18 OpenITI mARkdown
OpenITI mARkdown is a lightweight markup language designed to add basic tagging in a quick and efficient way to text in right-to-left languages.
Advantages:
- no conflicts between LTR tags and RTL text
- no pairs of closing and opening tags as in TEI XML: only single tags
- OpenITI mARkdown tags can be converted to TEI XML
- highlighting and folding schemes available for EditPad Pro and Kate editors.
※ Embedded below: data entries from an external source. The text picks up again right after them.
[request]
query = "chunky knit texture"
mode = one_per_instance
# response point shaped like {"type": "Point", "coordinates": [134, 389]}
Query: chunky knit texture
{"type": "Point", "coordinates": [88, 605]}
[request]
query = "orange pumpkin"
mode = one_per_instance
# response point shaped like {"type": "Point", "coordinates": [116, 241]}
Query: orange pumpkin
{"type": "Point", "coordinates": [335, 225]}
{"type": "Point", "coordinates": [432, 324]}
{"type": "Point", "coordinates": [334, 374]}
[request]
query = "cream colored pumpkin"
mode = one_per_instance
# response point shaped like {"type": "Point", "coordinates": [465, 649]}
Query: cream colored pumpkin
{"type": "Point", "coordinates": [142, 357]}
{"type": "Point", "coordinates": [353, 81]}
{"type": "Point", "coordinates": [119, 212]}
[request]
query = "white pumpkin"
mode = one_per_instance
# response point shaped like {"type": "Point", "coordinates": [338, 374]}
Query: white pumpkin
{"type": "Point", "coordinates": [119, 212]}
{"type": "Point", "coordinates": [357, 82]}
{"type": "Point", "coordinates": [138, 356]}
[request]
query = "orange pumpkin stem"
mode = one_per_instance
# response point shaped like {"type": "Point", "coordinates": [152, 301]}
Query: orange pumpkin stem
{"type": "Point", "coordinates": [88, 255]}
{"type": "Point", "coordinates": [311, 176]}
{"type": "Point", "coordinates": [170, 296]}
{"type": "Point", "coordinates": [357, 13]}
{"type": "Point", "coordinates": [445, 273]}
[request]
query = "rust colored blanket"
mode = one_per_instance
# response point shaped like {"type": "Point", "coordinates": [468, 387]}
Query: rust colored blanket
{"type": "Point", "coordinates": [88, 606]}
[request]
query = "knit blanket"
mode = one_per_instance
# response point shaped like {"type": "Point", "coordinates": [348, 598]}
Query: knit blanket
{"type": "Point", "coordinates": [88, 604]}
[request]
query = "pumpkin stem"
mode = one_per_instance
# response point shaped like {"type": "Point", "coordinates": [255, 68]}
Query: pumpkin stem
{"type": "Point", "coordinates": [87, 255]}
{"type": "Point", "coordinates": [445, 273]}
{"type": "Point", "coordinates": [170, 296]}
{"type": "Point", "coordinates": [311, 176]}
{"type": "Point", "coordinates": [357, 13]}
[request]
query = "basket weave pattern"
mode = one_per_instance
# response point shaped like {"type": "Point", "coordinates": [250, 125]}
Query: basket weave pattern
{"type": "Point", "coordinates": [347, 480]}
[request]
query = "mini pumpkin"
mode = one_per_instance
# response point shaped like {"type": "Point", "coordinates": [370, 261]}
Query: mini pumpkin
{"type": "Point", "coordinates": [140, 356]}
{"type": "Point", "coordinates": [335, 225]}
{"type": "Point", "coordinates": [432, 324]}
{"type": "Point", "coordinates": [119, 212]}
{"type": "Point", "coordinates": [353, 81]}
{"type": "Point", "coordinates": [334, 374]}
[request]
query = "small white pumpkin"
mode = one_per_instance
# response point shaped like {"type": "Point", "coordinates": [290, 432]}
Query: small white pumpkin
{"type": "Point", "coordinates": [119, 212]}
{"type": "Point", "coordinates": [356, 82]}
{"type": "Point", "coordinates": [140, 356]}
- limited but expandable tag set
Full documentation: alraqmiyyat.github.io/mARkdown/
18.1 OpenITI mARkdown header
Each OpenITI mARkdown file has a header that contains three elements:
- the so-called “magic value” ######OpenITI#, which activates the OpenITI mARkdown highlighting scheme in EditPad Pro. It should be on the first line of the file, followed by a line break
- Zero or more metadata fields, each on one line, and each introduced by the tag
#META#. This header is meant for metadata salvaged from digital text files, and is not necessarily machine-readable. Machine-readable metadata to each text file is provided in a separate file, in the YAML format; this file has the same filename as the file it describes, and the file extension.yml.
- Header splitter #META#Header#End#: this tag, preceded and followed by an empty line, splits the metadata header off from the main body of the text.
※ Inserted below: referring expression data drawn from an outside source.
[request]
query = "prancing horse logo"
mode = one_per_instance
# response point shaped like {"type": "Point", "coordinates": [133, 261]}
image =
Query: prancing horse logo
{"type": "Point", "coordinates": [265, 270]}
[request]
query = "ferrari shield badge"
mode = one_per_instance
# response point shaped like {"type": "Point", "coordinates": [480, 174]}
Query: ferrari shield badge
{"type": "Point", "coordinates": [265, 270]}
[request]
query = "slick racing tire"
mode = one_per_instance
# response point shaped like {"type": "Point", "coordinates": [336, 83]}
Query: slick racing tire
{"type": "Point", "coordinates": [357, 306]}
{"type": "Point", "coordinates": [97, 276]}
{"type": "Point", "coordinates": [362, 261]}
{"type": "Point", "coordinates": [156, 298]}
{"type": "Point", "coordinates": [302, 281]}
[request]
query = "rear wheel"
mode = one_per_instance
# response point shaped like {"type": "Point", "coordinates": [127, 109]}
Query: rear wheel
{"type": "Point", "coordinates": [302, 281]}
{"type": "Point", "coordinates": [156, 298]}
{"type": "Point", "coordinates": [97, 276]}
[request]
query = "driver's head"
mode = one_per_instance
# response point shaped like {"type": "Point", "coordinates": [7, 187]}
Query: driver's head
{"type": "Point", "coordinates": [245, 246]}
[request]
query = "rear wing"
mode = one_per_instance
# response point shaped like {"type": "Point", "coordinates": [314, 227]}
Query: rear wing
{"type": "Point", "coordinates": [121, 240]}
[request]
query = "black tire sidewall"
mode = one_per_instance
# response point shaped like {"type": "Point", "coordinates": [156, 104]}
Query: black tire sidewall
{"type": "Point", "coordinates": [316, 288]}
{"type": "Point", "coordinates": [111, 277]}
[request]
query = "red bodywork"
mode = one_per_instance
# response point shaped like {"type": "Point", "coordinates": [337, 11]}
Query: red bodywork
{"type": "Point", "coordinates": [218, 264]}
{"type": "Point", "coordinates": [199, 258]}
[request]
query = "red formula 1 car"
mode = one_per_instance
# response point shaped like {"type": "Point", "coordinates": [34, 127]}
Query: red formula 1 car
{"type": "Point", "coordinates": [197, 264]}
18.2 Structural text units
18.2.1 Paragraphs
- #: The start of a paragraph in OpenITI texts is tagged with a single hashtag, followed by a space.
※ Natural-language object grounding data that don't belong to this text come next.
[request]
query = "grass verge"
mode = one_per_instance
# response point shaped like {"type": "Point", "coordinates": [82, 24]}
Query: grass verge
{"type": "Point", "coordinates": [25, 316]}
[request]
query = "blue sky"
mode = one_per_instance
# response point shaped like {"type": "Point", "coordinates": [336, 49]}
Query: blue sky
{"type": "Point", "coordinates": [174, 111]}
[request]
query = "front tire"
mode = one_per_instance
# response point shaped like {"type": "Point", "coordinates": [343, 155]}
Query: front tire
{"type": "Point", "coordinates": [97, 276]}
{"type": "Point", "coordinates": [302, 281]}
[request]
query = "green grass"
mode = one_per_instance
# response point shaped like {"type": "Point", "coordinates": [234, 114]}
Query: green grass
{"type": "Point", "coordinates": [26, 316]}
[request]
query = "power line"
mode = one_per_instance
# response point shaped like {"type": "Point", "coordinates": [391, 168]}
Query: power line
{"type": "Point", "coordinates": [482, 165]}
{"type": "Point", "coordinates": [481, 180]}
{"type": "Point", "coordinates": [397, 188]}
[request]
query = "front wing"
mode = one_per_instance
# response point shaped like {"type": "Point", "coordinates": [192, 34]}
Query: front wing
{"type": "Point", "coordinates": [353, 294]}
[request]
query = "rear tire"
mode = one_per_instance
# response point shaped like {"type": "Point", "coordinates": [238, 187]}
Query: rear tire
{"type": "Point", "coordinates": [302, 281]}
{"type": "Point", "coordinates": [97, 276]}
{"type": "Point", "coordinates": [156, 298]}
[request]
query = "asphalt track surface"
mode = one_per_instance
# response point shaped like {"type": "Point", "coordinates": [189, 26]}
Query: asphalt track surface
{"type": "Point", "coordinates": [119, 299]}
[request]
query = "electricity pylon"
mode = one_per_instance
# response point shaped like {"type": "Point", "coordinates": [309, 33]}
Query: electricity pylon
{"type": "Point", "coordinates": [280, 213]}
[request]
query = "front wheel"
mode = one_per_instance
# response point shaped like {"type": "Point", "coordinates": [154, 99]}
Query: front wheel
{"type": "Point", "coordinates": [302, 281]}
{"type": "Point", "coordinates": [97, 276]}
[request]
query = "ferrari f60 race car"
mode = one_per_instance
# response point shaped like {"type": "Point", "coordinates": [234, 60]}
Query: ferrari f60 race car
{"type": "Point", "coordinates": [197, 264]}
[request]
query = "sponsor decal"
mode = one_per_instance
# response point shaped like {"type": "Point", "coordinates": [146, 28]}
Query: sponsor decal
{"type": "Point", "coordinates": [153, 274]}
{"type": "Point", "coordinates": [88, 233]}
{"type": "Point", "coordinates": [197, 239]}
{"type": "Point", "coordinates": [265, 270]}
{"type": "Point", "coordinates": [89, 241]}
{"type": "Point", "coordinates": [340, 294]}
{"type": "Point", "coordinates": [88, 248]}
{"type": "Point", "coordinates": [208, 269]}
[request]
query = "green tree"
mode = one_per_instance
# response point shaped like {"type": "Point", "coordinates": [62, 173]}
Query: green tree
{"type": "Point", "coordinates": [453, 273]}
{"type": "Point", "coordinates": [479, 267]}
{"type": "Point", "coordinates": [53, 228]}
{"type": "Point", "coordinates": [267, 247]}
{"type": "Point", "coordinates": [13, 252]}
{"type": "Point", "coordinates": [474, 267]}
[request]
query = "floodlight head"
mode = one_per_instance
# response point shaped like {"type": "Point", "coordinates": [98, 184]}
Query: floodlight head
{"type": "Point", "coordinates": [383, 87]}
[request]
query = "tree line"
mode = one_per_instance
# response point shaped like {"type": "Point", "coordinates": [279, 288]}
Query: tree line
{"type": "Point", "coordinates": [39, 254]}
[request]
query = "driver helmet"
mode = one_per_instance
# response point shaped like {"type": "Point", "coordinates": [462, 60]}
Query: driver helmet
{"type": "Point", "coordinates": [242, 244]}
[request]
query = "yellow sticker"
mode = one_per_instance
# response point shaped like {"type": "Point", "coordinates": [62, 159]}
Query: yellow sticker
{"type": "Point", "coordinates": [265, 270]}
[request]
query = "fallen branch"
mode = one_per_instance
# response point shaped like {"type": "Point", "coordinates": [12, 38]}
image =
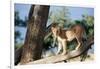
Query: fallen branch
{"type": "Point", "coordinates": [70, 55]}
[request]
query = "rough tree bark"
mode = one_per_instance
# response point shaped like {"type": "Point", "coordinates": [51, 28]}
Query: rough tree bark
{"type": "Point", "coordinates": [32, 47]}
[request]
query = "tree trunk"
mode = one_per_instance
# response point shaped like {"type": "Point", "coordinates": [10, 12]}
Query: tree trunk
{"type": "Point", "coordinates": [32, 47]}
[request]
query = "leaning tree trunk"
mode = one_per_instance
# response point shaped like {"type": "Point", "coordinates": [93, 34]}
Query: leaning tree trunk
{"type": "Point", "coordinates": [32, 48]}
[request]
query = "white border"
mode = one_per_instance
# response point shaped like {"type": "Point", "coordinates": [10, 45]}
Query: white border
{"type": "Point", "coordinates": [75, 3]}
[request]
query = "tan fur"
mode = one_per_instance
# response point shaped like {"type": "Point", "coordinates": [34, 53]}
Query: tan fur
{"type": "Point", "coordinates": [64, 36]}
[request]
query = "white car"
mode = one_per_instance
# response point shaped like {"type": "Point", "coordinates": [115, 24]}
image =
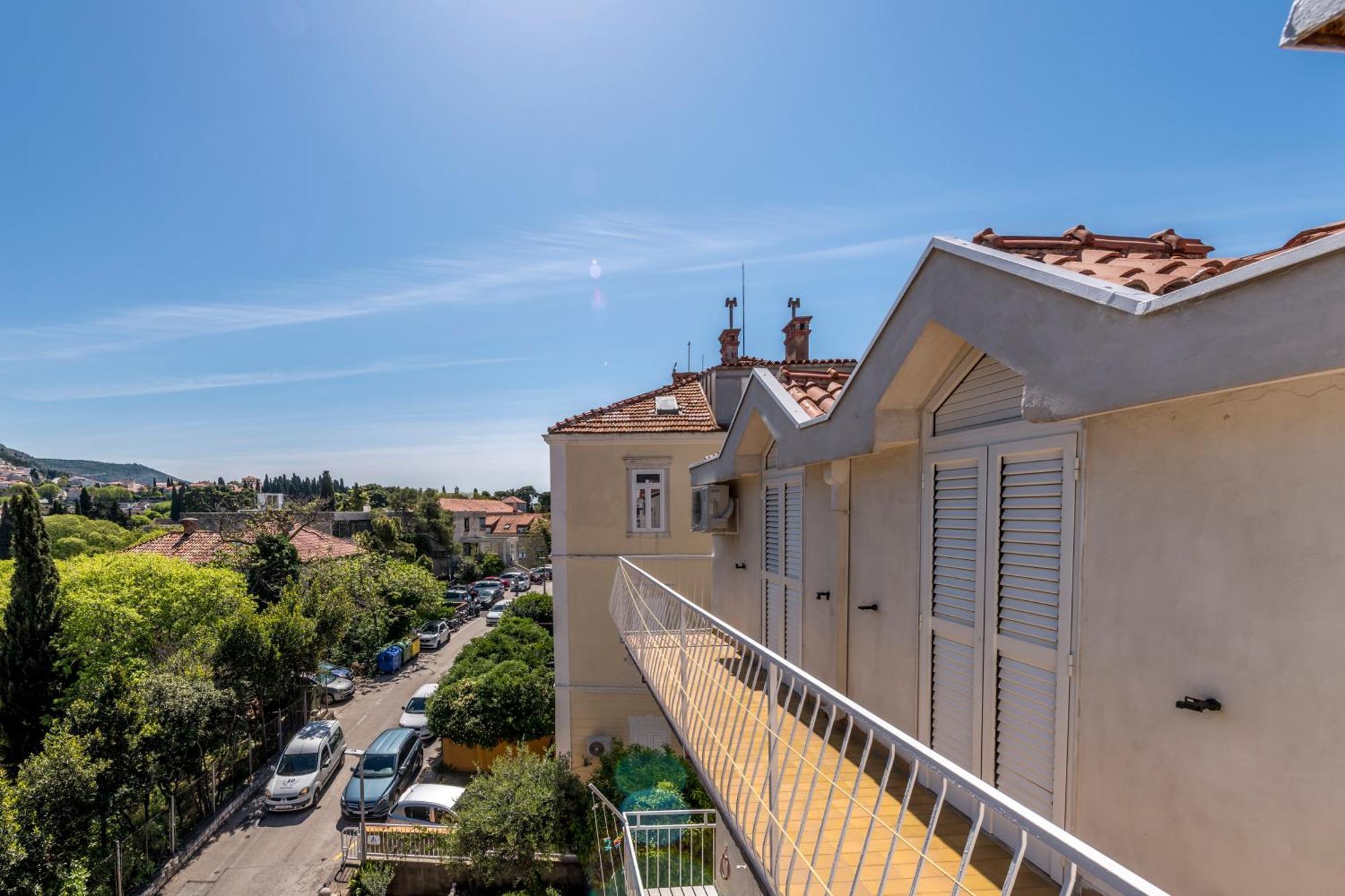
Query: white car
{"type": "Point", "coordinates": [435, 634]}
{"type": "Point", "coordinates": [427, 805]}
{"type": "Point", "coordinates": [497, 612]}
{"type": "Point", "coordinates": [309, 763]}
{"type": "Point", "coordinates": [414, 713]}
- ~~: because many text editors have trouble displaying very long lines of text, paragraphs in OpenITI texts are split into short lines (max. 72 characters), each preceded by two tildes.
 
Paragraphs and page numbers, highlighted in Kate editor
NB: in the near future, OpenITI mARkdown will abandon these tags and will mark
paragraphs as done in standard markdown: double line breaks as paragraph dividers.
18.2.2 Page numbers: PageV##P###
Page numbers in OpenITI mARkdown are formatted in the PageV##P### format;
V## refers to the volume number, P### to the page number. Both are padded
with zeroes (e.g., PageV01P001).
manuscript transcriptions, add A to the page number for recto, and B for verso
(e.g., PageV01P002B).
18.2.3 Section headers: ### |, ### ||, etc.
Section header tags must always start on a new line and consist of two elements:
- three hashtags, followed by a space
- one or more “pipe” symbols (|), followed by a space. The number of pipes defines the level of a header: one pipe is level 1, two pipes is level 2, etc. The highlighting scheme will give each level a different colour.
If the section has a title, put it on the same line immediately after the final space of the tag. If the title does not have a section, the rest of the line after the space may be left blank.
 
Folded OpenITI mARkdown section headers in Kate editor
18.2.4 Dictionary units: ### $
Lemmata in texts that have a dictionary format (lexicographical dictionaries,
biographical dictionaries, ṭabaqāt works, bibliographical works, etc.)
can be tagged using the ### $ tag:
- ### $: simplified lemma tag: can be used if there is only one type of entry in a dictionary-type work, or as a temporary tag
- descriptive unit tags: the type of lemma can be expressed by putting it between
two dollar signs: e.g.,
- dictionary entries:
- ### $DIC_NIS$[a descriptive name entry]
- ### $DIC_TOP$[a toponym entry]
- ### $DIC_LEX$[a lexical entry]
- ### $DIC_BIB$[a book title]
 
- biographical dictionary entities:
- ### $BIO_MAN$[a biography of a man]
- ### $BIO_WOM$[a biography of a woman]
- ### $BIO_REF$[a cross-reference, for both men and women]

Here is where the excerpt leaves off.